Stories are the way to stand out, says one the judges of the Student of the Year (SOTY) – Sportsperson award.
“Sports results are black and white. What I want in the interviews is to hear stories from these young athletes. They need to express themselves in that eight or 10 minutes to convince me they have a passion and love for sports,” said former squash star Rebecca Chiu Wing-yin, winner of The SOTY – Sportsperson award in 1996-97, who is joining the judging panel this year for the first time.
“The sportsperson award was a big moment for me,” said Chiu, “I was a bit shocked when the SOTY awards invited to be a judge. Twenty years is a long time. But I also feel special. I am a past winner and I am eager to see what the outstanding the student athletes are like after two decades.”
Chiu became a full-time athlete after completing her undergraduate studies at the Chinese University of Hong Kong. She became a well-known sports icon in Hong Kong and enjoyed much success on court, including a gold medal match victory over Nicol David of Malaysia at the Busan Asian Games in 2002.
Chiu, who is now a Hong Kong squash team coach at the Hong Kong Sports Institute, still remembers how she felt.
“I was nervous.
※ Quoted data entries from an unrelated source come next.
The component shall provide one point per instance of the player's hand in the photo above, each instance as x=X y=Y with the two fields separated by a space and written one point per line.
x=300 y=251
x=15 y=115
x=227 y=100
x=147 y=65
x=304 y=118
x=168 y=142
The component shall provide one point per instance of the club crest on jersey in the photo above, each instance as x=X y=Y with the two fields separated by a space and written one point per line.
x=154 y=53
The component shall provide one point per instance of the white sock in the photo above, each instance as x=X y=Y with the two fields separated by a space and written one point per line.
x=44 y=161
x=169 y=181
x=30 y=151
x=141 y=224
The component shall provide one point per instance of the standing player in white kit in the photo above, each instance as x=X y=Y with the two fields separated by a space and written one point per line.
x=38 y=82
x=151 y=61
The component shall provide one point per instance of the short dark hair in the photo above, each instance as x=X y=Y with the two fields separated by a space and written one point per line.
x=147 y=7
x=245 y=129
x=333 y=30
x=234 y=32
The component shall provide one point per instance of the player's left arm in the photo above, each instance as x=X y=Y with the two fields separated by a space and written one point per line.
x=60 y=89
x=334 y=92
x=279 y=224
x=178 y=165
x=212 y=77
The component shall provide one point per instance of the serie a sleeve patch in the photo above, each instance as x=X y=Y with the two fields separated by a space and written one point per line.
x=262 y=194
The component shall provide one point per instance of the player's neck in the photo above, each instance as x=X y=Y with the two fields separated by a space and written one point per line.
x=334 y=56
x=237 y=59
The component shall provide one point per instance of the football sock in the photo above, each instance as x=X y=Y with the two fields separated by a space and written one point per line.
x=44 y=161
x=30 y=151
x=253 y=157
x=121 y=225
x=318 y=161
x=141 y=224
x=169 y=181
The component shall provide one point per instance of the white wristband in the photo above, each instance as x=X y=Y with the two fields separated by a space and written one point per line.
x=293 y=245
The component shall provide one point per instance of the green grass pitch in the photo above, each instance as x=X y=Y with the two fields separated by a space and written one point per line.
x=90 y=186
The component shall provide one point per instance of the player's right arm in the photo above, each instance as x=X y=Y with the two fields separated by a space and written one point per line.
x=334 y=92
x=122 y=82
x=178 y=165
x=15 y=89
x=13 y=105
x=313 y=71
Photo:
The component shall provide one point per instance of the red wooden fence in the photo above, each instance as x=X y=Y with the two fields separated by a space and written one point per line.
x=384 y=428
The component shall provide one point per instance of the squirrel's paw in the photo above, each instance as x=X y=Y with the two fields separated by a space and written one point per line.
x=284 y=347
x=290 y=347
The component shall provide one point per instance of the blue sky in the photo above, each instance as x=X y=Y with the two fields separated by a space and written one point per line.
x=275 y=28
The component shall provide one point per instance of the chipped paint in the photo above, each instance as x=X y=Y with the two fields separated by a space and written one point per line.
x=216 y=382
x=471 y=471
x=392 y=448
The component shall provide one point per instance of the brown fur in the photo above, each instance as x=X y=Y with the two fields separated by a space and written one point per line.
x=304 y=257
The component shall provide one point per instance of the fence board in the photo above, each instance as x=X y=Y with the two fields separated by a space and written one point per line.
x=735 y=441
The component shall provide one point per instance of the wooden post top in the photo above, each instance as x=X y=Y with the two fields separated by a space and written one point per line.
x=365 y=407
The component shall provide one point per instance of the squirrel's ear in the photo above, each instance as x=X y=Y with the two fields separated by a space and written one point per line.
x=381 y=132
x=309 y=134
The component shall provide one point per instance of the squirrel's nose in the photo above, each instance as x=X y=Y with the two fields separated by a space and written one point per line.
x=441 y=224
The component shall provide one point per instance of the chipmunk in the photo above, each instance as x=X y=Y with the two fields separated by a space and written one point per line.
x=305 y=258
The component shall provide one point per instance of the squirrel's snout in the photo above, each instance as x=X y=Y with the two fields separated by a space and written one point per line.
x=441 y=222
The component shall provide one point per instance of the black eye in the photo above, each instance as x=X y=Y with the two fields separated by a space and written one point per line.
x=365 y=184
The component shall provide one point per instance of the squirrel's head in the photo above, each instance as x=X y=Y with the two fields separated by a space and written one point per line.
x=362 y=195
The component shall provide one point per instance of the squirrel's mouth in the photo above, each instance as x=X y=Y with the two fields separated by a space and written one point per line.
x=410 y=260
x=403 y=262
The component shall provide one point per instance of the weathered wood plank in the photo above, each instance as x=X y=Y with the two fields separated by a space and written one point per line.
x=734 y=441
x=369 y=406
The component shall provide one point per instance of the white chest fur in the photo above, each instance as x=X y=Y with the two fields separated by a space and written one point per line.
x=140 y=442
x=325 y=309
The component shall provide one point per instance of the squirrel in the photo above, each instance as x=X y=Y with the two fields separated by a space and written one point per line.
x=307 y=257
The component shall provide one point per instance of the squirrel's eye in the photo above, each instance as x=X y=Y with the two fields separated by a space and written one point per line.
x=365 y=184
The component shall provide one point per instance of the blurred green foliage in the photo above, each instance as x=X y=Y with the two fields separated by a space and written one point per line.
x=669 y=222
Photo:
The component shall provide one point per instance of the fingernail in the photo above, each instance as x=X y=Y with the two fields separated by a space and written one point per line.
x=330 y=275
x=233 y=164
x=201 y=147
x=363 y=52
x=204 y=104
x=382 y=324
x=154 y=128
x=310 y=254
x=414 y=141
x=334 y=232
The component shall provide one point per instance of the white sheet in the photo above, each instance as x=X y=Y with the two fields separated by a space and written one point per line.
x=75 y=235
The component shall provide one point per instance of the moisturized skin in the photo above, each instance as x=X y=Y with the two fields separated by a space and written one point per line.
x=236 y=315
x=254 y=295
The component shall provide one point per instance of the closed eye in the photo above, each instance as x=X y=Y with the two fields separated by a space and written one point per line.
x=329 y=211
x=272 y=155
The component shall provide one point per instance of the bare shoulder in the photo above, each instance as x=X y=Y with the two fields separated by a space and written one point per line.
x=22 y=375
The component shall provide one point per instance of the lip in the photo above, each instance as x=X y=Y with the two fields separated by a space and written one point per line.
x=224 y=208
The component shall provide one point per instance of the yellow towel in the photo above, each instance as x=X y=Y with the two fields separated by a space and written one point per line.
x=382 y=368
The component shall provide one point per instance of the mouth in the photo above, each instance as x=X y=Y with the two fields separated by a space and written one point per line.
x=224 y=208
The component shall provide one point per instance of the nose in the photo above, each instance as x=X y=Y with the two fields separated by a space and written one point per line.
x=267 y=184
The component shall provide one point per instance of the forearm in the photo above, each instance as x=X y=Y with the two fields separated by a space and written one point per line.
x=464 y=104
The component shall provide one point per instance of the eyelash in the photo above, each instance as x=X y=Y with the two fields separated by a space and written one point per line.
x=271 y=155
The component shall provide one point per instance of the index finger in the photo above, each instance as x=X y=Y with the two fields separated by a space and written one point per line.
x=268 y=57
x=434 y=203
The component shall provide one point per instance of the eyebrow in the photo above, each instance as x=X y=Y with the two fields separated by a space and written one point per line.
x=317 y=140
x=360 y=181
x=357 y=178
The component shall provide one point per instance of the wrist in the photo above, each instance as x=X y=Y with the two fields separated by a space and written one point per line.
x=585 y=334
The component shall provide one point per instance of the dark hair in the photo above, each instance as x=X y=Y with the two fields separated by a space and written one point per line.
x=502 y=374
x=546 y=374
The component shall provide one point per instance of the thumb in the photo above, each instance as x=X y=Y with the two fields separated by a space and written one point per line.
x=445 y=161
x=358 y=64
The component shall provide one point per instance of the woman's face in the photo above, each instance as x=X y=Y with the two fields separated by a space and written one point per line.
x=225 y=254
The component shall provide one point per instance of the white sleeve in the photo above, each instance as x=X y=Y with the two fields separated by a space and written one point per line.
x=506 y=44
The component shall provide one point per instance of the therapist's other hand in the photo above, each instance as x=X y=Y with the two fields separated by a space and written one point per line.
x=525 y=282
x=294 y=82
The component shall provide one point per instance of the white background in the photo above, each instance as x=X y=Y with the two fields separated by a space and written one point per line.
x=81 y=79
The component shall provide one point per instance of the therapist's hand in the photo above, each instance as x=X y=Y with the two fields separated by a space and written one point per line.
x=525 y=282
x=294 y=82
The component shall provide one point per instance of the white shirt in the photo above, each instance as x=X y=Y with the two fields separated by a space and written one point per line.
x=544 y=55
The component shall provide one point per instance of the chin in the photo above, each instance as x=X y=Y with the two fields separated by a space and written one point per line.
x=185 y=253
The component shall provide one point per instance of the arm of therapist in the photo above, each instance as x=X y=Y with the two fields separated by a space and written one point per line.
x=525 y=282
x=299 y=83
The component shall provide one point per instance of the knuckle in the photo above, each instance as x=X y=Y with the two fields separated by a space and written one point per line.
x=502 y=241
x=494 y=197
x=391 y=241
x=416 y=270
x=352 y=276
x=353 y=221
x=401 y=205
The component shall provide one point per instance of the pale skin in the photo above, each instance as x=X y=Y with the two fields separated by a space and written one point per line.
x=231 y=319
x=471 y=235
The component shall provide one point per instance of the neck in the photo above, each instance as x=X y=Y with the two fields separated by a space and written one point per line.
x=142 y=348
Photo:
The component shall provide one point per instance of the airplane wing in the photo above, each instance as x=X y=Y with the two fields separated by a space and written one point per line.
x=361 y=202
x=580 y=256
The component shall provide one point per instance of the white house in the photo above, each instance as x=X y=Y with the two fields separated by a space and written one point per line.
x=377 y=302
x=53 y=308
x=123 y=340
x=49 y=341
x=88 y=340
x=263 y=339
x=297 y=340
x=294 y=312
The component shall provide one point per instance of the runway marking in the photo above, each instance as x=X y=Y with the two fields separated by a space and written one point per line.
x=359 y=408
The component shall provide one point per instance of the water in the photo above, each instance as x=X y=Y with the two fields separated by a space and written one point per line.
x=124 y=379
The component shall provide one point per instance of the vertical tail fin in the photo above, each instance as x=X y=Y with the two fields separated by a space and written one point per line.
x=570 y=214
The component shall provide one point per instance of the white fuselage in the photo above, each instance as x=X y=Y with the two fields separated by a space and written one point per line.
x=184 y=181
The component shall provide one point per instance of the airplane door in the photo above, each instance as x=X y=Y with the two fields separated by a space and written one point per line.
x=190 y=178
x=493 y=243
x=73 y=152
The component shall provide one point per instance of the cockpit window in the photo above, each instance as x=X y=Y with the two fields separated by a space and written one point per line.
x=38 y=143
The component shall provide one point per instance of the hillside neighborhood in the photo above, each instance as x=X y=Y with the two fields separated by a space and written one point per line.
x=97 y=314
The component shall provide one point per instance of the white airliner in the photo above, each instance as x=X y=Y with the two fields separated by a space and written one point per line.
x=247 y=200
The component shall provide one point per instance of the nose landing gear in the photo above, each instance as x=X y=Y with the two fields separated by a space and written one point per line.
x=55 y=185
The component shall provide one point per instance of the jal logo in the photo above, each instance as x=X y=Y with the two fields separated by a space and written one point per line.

There were other awards for athletes out there but they didn’t require a face-to-face interview with the judging panel, which SOTY did. It was like an admission interview to school.”
Chiu said student athletes nowadays are given more support than when she was at school, and she is looking forward to learning more about these young stars at the interviews.
“When I was a student, schools had only just began offering support to student athletes. Now, some universities offer scholarships to attract the best athletes,” said Chiu, adding that this means students no longer need to choose between their studies and their sport.
For the other judges, winning The Student of the Year (SOTY) – Sportsperson award this year will be more than an individual recognition. It is also a statement that you could be as successful as previous winners, like Hong Kong’s star swimmer Siobhan Haughey.
Siobhan won the award in 2013 and just under three years later, the 19-year-old University of Michigan student debuted in the Rio Olympics.
South China Morning Post sports editor Noel Prentice has been a judge in this category since 2013, and he said Siobhan is the standout winner of these editions.
“Siobhan boasted such impressive credentials, including being a Youth Olympics medallist,” said Prentice. “Since being crowned sportsperson of the year, Siobhan has gone on to great things – and none are higher than the Olympics, where she became the first Hong Kong swimmer to reach the ‘A standard’ in the 200m individual medley and freestyle. She was also the first local swimmer in the modern era to qualify for the semi-finals at the Games.”
Prentice said he and his fellow judges are looking forward to see more talented nominees with the belief that they can be as good as or even better than Siobhan.
“Finalists of the sportsperson of the year award can take great pride in knowing they are high achievers in their fields,” said Prentice, “They are role models in their own right, with their actions, both on and off the field, court and sports arena, impacting on their friends, classmates and teammates.”
The Student of the Year Awards are organised by Young Post in conjunction with the South China Morning Post and sponsored by the Hong Kong Jockey Club with support from the Education Bureau.
Another judge, Kenneth Fok Kai-kong, who is also the chef de mission of the Hong Kong Delegation at the Rio Olympics, hoped the multi-sport extravaganza could inspire young athletes.
“With the Olympics in Rio this year, we saw an increased interest in sports in Hong Kong. Many sports fans supported our athletes in competition and I hope this has served as an inspiration to contestants,” said Fok.
“I expect nominees to learn from our top athletes and be confident and inspired themselves to get to the next level. They should have passion, determination, and of course, a never-give-up spirit, no matter what they are doing.”
Fok said he also had high expectations for the finalists to promote sports in the community.
“Winners are not winners if they do not give back to society,” said Fok, “The best way for our finalists to give back is to try influencing people around them. As young athletes, they have unique experiences in competitions and their daily lives. They can share these experiences with others, motivate them, influence them and hopefully, inspire more people to participate in sports.”
Fok added that Hong Kong needs to promote mass participation in sports, and that starts with students.